Nigeria has lost approximately $1.4 billion in unremitted gas royalties and flare penalties, according to the Nigeria Extractive Industries Transparency Initiative (NEITI). This significant financial shortfall, detailed in NEITI’s latest report, underscores the need for improved regulatory compliance and enforcement in the country’s oil and gas sector.
The report, which covers the fiscal year 2022, reveals that the bulk of the losses stem from gas companies’ failure to remit due royalties and penalties associated with gas flaring. Gas flaring, a process where excess natural gas is burned off, remains a major environmental and economic issue in Nigeria. Despite regulations aimed at curbing the practice, compliance has been inconsistent.

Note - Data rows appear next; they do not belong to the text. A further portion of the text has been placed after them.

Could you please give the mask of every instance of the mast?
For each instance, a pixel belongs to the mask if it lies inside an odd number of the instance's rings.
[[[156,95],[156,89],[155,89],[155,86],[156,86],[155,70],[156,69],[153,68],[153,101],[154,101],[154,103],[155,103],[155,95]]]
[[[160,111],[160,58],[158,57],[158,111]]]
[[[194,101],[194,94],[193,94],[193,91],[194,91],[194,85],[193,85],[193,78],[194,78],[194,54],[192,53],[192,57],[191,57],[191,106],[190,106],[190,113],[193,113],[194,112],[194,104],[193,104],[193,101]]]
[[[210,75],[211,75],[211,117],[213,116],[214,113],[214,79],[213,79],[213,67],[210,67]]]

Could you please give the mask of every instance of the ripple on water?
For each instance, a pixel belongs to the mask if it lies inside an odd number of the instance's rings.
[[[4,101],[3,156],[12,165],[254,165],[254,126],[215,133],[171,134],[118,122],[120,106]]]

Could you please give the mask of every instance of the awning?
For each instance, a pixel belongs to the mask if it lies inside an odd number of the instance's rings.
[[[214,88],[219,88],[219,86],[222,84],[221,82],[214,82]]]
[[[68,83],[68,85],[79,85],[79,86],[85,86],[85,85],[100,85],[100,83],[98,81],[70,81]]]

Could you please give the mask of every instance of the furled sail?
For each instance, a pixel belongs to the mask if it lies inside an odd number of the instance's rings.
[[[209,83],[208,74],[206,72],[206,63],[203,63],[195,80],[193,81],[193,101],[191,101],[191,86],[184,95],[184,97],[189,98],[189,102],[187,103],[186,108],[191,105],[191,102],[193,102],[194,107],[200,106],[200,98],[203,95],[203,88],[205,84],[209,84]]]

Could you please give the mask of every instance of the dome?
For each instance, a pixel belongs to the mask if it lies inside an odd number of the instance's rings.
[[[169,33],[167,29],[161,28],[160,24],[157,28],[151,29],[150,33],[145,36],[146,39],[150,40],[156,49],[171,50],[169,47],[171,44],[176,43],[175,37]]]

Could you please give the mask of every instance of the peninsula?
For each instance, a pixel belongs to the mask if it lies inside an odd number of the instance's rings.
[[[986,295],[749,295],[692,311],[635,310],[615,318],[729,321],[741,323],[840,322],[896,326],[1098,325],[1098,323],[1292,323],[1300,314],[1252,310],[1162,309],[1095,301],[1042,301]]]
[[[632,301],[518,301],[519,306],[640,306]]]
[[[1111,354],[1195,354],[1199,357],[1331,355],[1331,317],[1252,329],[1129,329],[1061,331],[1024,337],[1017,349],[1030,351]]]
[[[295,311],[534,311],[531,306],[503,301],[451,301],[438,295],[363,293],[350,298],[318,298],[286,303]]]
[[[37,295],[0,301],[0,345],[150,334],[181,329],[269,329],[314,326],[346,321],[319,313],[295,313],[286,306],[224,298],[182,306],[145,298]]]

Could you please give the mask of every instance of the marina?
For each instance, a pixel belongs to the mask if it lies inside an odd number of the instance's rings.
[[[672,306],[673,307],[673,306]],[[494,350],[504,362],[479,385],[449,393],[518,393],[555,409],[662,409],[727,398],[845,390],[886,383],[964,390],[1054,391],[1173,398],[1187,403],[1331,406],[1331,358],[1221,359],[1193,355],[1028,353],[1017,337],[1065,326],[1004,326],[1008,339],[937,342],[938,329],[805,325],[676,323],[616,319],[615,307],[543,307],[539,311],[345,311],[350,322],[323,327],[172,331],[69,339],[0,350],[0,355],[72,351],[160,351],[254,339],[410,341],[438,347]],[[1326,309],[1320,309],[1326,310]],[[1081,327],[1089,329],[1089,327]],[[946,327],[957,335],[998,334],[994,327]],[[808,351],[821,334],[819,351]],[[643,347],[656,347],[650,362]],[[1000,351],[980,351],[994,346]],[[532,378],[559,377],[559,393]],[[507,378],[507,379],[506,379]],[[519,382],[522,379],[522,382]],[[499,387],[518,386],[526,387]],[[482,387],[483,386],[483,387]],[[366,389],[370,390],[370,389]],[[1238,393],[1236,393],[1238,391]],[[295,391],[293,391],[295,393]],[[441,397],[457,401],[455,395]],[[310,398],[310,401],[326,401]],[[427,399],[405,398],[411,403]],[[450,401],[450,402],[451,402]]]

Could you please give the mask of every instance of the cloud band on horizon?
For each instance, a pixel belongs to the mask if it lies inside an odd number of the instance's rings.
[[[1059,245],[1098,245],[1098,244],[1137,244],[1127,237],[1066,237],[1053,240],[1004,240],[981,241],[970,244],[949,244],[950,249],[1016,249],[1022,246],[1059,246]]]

NEITI’s Executive Secretary, Orji Ogbonnaya Orji, highlighted the gravity of the situation in a statement. “The $1.4 billion loss due to unremitted gas royalties and flare penalties is a stark reminder of the challenges we face in enforcing regulatory compliance in the extractive sector. These funds, if properly collected, could significantly support the country’s economic development and environmental sustainability efforts,” Orji said.
The report details that out of the total losses, $800 million is attributed to unpaid gas royalties, while $600 million is from uncollected flare penalties. The lack of adherence to payment obligations not only deprives the government of crucial revenue but also undermines efforts to reduce environmental pollution and climate change impacts associated with gas flaring.
Gas flaring has long been a contentious issue in Nigeria, one of the world’s top oil producers. Despite various regulatory frameworks and deadlines set to eliminate flaring, the practice persists, largely due to inadequate infrastructure and enforcement mechanisms. Flaring not only wastes a valuable energy resource but also contributes to environmental degradation and health issues for local communities.
NEITI has called for stringent measures to ensure compliance with gas royalty payments and flare penalty regulations. The initiative recommends enhanced monitoring and reporting systems, increased penalties for non-compliance, and stronger collaboration between regulatory bodies and industry stakeholders.
In response to NEITI’s findings, the Nigerian government has reiterated its commitment to addressing the issue. The Ministry of Petroleum Resources has announced plans to strengthen enforcement mechanisms and improve transparency in the collection of royalties and penalties. Minister Timipre Sylva emphasized the importance of accountability in the sector, stating, “We are determined to close the gaps identified by NEITI. Ensuring that companies fulfill their financial obligations is crucial for the sustainability of our oil and gas sector.”
Industry experts have also weighed in, suggesting that adopting advanced technologies for monitoring and reporting could enhance compliance. Automated systems and real-time data analytics could help detect non-compliance promptly, ensuring that penalties are enforced more effectively.
Moreover, the international community and environmental groups have expressed concern over the continued practice of gas flaring in Nigeria. They urge the government to prioritize the implementation of flaring reduction initiatives and promote the utilization of gas for domestic and industrial purposes, which could provide economic benefits and reduce environmental impact.
In conclusion, NEITI’s report on the $1.4 billion loss due to unremitted gas royalties and flare penalties highlights a critical issue in Nigeria’s extractive sector. Addressing this challenge requires concerted efforts from the government, industry stakeholders, and the international community to ensure regulatory compliance, environmental protection, and the optimal use of natural resources.